The oil price shock that started in mid-2014 has substantially reduced fiscal revenue and exports. Growth was estimated to come to a halt in 2016, with the non-oil sector contracting by ½ percent dragged down by the industrial, construction, and services sectors; industrial production, despite the potential for import substitution, was constrained by shortages of imported inputs due to limited availability of foreign exchange. Annual inflation was estimated to reach 45 percent by end 2016—the highest rate in over a decade—reflecting higher domestic fuel prices, a weaker kwanza, and the lagged effects of loose monetary conditions until the first half of the year. Non-oil primary balance in 2015-16 showed an improvement of 18 percent of GDP mainly through spending rationalization. The current account deficit, which peaked at 10 percent of GDP in 2015, is projected to be halved in 2016-17, as imports continue adjusting to limited availability of foreign exchange. International reserves are declining but remain relatively comfortable. Meanwhile, a wide spread between the parallel and primary market exchange rates remains, pointing to a significant imbalance in the foreign exchange market, according to IMF.
Executive Board Assessment
Executive Directors noted that the oil price shock that started in 2014 has substantially reduced fiscal revenue and exports, while growth has stopped and inflation has accelerated. Directors commended the authorities for taking steps to mitigate the impact of the shock, but urged further measures to stabilize macroeconomic conditions and address more forcefully the dependence on oil and diversify the economy.
Directors welcomed the significant non-oil primary fiscal consolidation to date, but stressed that continued fiscal adjustment will be needed going forward to put public debt on a clear downward path while supporting economic growth over the medium term. Directors urged concerted efforts to contain the growth of the wage bill, improve the quality of public investment, continue streamlining subsidies while expanding well-targeted social assistance for the poor, and strengthen nonoil revenue, including by implementing a VAT in due course. They also emphasized the need to clear domestic payments arrears and welcomed plans to restructure state-owned enterprises. Directors noted that adopting a medium-term fiscal framework would help reduce the pro-cyclicality of public spending and improve investment planning.
Directors underscored that monetary and exchange rate policies should play a central role in rebalancing the foreign exchange market. They welcomed the recent measures taken by the central bank to tighten liquidity conditions, but saw a need to enhance the monetary policy framework to better anchor inflation expectations and facilitate a transition to greater exchange rate flexibility. Directors underscored that a more flexible exchange rate coupled with supportive monetary and fiscal policies will be crucial in addressing foreign exchange market imbalances while containing inflation. Directors urged the phased elimination of the exchange restrictions and multiple currency practices.

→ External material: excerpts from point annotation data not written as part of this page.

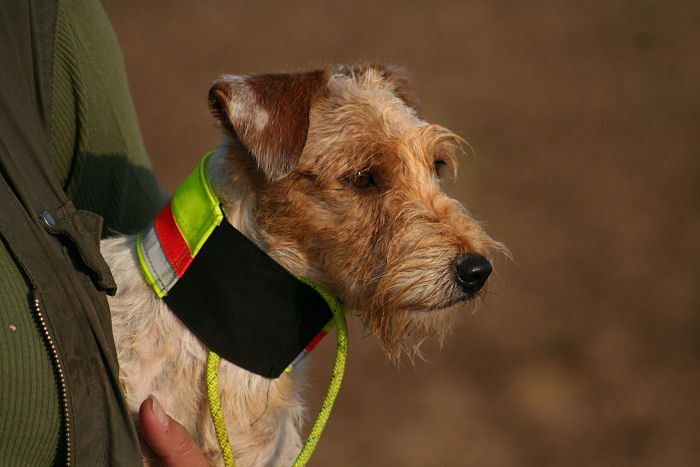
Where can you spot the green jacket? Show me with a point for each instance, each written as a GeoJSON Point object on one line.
{"type": "Point", "coordinates": [69, 148]}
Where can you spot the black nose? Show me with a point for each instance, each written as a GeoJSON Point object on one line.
{"type": "Point", "coordinates": [472, 272]}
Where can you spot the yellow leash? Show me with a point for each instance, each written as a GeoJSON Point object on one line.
{"type": "Point", "coordinates": [341, 353]}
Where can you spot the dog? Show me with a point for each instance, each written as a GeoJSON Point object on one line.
{"type": "Point", "coordinates": [335, 176]}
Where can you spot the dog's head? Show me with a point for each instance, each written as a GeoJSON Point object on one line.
{"type": "Point", "coordinates": [341, 183]}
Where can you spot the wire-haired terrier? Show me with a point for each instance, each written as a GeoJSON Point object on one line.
{"type": "Point", "coordinates": [336, 177]}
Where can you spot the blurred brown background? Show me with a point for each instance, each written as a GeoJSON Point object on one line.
{"type": "Point", "coordinates": [585, 119]}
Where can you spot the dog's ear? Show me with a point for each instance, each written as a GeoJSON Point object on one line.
{"type": "Point", "coordinates": [269, 114]}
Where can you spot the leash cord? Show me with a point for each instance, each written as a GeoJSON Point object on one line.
{"type": "Point", "coordinates": [341, 353]}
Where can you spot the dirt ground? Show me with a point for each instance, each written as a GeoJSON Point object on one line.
{"type": "Point", "coordinates": [585, 120]}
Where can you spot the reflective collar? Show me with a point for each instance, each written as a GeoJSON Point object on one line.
{"type": "Point", "coordinates": [236, 299]}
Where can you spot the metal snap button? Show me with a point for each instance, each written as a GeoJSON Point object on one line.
{"type": "Point", "coordinates": [48, 218]}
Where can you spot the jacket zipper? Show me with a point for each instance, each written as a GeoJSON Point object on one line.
{"type": "Point", "coordinates": [38, 308]}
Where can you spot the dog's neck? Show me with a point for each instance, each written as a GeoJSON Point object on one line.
{"type": "Point", "coordinates": [226, 290]}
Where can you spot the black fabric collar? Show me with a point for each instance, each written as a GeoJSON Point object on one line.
{"type": "Point", "coordinates": [246, 307]}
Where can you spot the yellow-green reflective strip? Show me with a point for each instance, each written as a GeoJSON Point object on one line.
{"type": "Point", "coordinates": [196, 208]}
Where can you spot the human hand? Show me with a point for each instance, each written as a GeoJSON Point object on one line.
{"type": "Point", "coordinates": [168, 439]}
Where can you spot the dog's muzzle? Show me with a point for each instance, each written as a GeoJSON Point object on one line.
{"type": "Point", "coordinates": [472, 271]}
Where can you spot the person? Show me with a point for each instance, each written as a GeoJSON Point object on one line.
{"type": "Point", "coordinates": [72, 168]}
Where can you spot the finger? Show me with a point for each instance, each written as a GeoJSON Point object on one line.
{"type": "Point", "coordinates": [167, 438]}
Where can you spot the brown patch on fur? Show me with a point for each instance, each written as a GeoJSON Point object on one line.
{"type": "Point", "coordinates": [274, 118]}
{"type": "Point", "coordinates": [397, 76]}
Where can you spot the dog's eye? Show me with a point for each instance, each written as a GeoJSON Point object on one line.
{"type": "Point", "coordinates": [362, 179]}
{"type": "Point", "coordinates": [440, 168]}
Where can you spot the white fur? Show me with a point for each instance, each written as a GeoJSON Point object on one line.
{"type": "Point", "coordinates": [159, 356]}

Directors emphasized the need to preserve the health of the banking sector. They supported the authorities’ efforts to strengthen the bank supervision and resolution frameworks. Directors recommended conducting rigorous asset quality reviews, and welcomed the authorities’ actions to ensure that weaker banks are recapitalized. They noted that the plan to restructure and recapitalize the systemically-important state-owned BPC bank is an important step
Directors stressed the need to address the effects of the loss of U.S. dollar correspondent banking relationships (CBRs). They welcomed the high-level dialogue the authorities have been pursuing with the home authorities of global correspondent banks to better understand regulatory expectations around CBRs. At the same time, Directors noted that the central bank should step up its data collection and analysis; develop contingency plans to mitigate the risks from, and address the drivers of, the loss of CBRs; and further strengthen the prudential and AML/CFT frameworks.

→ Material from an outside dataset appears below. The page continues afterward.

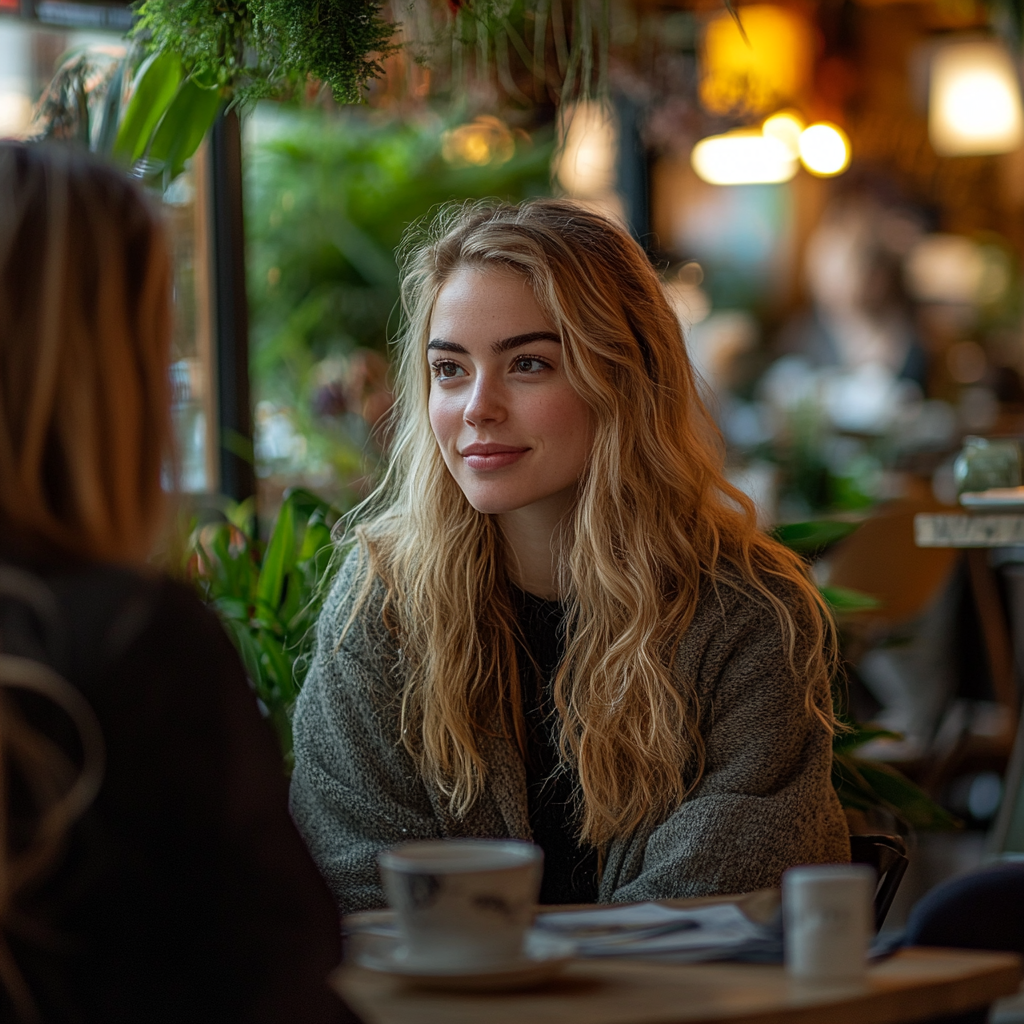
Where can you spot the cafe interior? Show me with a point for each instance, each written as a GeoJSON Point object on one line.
{"type": "Point", "coordinates": [833, 195]}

Directors welcomed the authorities’ reform agenda to tackle the constraints to economic diversification including through infrastructure and human capital development. They emphasized that these measures should be complemented by enhancing the business environment and strengthening governance, including efforts to address corruption-related risks, to foster private investment and inclusive growth.
Directors encouraged the authorities to address remaining gaps in the production of economic data.